Objectives. To ascertain the characteristics, outcomes and correlates of mortality in chronic haemodialysis patients with confirmed infective endocarditis (IE).

Methods. Patients were identified by computerized discharge diagnosis and chart review of admissions to Saint Louis University hospital from January 1990 through January 2006. Modified Duke Criteria were retrospectively applied to confirm the diagnosis of IE. Survivors and non-survivors were compared to identify clinical correlates of IE mortality.

Results. We identified 59 patients with IE who had received dialysis for a mean duration of 52.9 ± 58.0 months prior to IE diagnosis. Dialysis access comprised 28 (47.5%) catheters, 26 (44.1%) arteriovenous grafts, 3 (5.1%) arteriovenous fistulas and 2 (3.4%) life sites. The causative organisms were MRSA in 15 (25%), MSSA 12 (20%), S. Epidermidis 10 (17%), Enterococci 8 (14%), multi-organism 6 (10%), gram negative 2 (3%) and VRE 1 (2%). Valves involved were mitral valve in 37 (63%), aortic valve in 10 (17%), tricuspid valve in 3 (5%) and multiple valves in 8 (13%) cases.

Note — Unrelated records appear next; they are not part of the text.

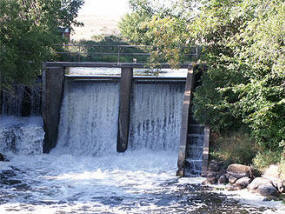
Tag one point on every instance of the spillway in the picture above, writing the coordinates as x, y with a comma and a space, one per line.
89, 118
156, 116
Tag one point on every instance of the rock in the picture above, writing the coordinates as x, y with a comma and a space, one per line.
232, 188
242, 182
232, 179
281, 186
268, 191
273, 173
223, 179
239, 171
211, 180
2, 157
214, 166
264, 187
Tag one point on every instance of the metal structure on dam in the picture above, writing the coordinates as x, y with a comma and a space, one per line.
193, 138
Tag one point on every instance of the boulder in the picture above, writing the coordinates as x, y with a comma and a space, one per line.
239, 171
232, 179
264, 187
242, 182
214, 166
2, 158
273, 173
223, 179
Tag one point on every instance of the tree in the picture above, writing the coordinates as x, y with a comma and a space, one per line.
243, 47
29, 31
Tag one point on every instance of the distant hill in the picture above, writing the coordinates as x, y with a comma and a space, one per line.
95, 25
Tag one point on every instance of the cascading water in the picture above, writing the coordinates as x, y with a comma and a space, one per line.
22, 101
156, 116
84, 174
89, 118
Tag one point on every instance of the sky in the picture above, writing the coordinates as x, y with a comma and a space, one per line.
100, 17
107, 8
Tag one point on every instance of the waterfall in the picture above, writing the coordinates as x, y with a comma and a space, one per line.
22, 101
89, 118
21, 135
156, 110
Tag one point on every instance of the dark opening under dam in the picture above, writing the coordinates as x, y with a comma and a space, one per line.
119, 111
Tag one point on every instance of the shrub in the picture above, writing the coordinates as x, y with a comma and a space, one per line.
234, 147
265, 158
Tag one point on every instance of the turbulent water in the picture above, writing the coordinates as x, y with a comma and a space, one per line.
89, 118
133, 182
84, 174
156, 111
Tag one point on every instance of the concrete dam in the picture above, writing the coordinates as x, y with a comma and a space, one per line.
105, 114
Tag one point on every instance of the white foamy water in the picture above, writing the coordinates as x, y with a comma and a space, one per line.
133, 182
156, 111
89, 118
83, 71
21, 135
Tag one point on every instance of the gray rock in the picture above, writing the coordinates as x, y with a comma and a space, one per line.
2, 157
242, 182
223, 179
268, 191
232, 179
264, 187
239, 171
281, 186
214, 166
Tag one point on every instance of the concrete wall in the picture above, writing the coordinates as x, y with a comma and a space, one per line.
53, 86
124, 111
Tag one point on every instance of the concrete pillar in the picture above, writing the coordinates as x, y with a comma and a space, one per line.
205, 151
52, 94
124, 111
185, 121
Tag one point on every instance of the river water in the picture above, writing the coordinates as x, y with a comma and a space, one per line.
84, 174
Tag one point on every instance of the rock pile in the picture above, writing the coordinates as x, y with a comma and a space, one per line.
239, 176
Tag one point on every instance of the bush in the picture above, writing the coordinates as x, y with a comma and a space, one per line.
265, 158
235, 147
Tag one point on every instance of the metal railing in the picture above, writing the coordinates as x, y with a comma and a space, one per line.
81, 52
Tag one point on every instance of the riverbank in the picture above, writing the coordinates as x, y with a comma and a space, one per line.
134, 182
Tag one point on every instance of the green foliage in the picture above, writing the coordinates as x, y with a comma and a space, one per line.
236, 147
105, 49
282, 166
164, 28
243, 47
244, 83
28, 32
266, 158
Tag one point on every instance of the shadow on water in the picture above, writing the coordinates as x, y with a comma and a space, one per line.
169, 197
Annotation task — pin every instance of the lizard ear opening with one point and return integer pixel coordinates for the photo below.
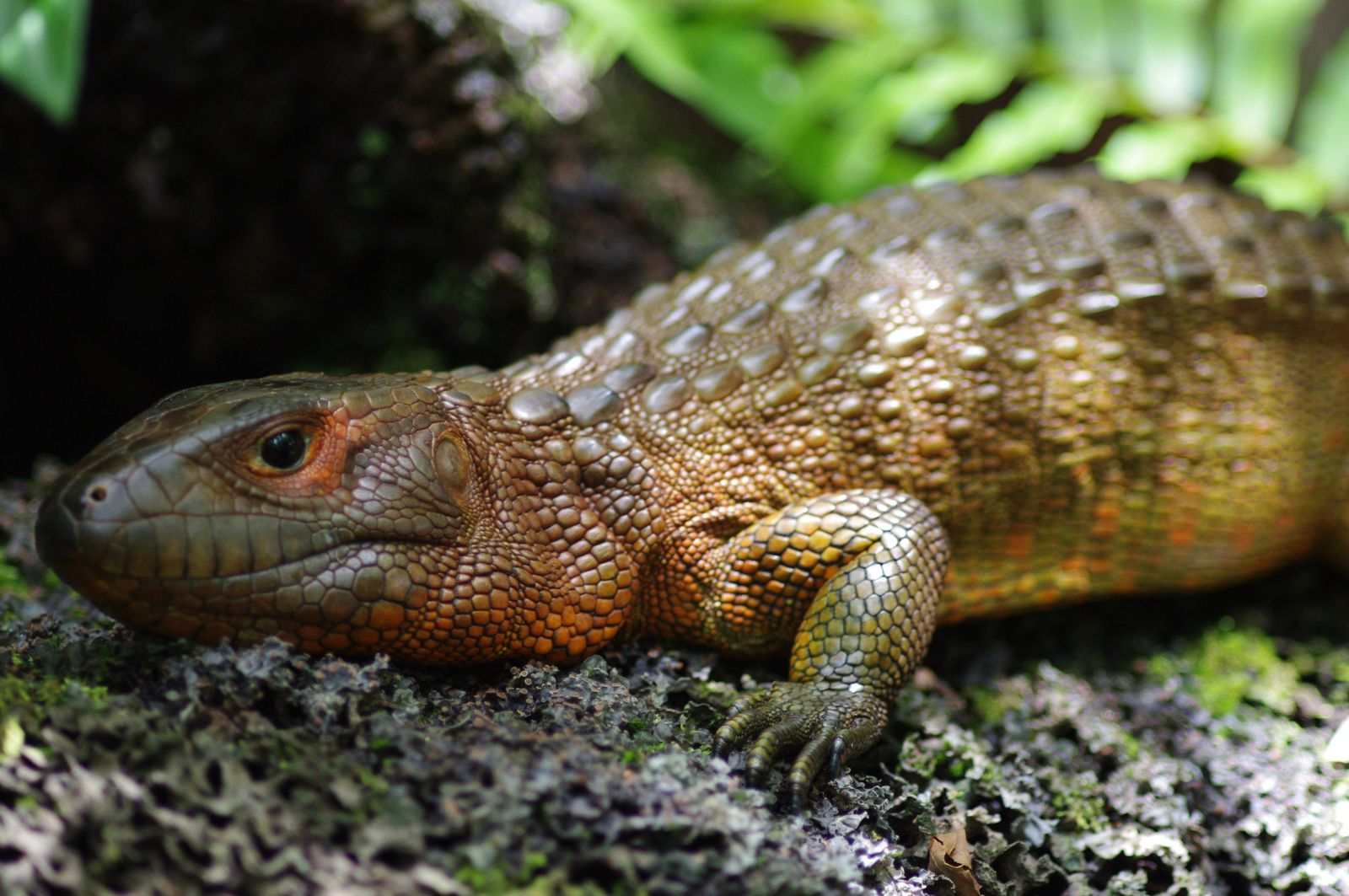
(452, 464)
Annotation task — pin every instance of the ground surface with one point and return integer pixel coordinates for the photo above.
(1143, 747)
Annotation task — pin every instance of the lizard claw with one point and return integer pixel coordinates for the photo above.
(823, 723)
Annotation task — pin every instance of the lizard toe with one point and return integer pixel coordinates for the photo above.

Patient mortality was 28.8% (n = 17) during hospitalization, 37.9% (n = 22) at 30 days and 63.1% (n = 36) at 1 year. In multivariable logistic regression, the adjusted odds ratio of in-hospital mortality was 3.6-fold higher in those with IE and arteriovenous grafts (P = 0.04, 95% CI 1.04–12.27) compared to other forms of dialysis access.

Conclusion. Mortality of IE remains high, despite the availability of potent antibiotics. Patients with arteriovenous grafts who develop IE may face increased risk for in-hospital mortality, perhaps reflecting difficulty eradicating endovascular infection if a graft is involved.

Key Words: end-stage renal disease • haemodialysis • infective endocarditis • mortality

Received for publication February 16, 2008. Accepted for publication February 18, 2008.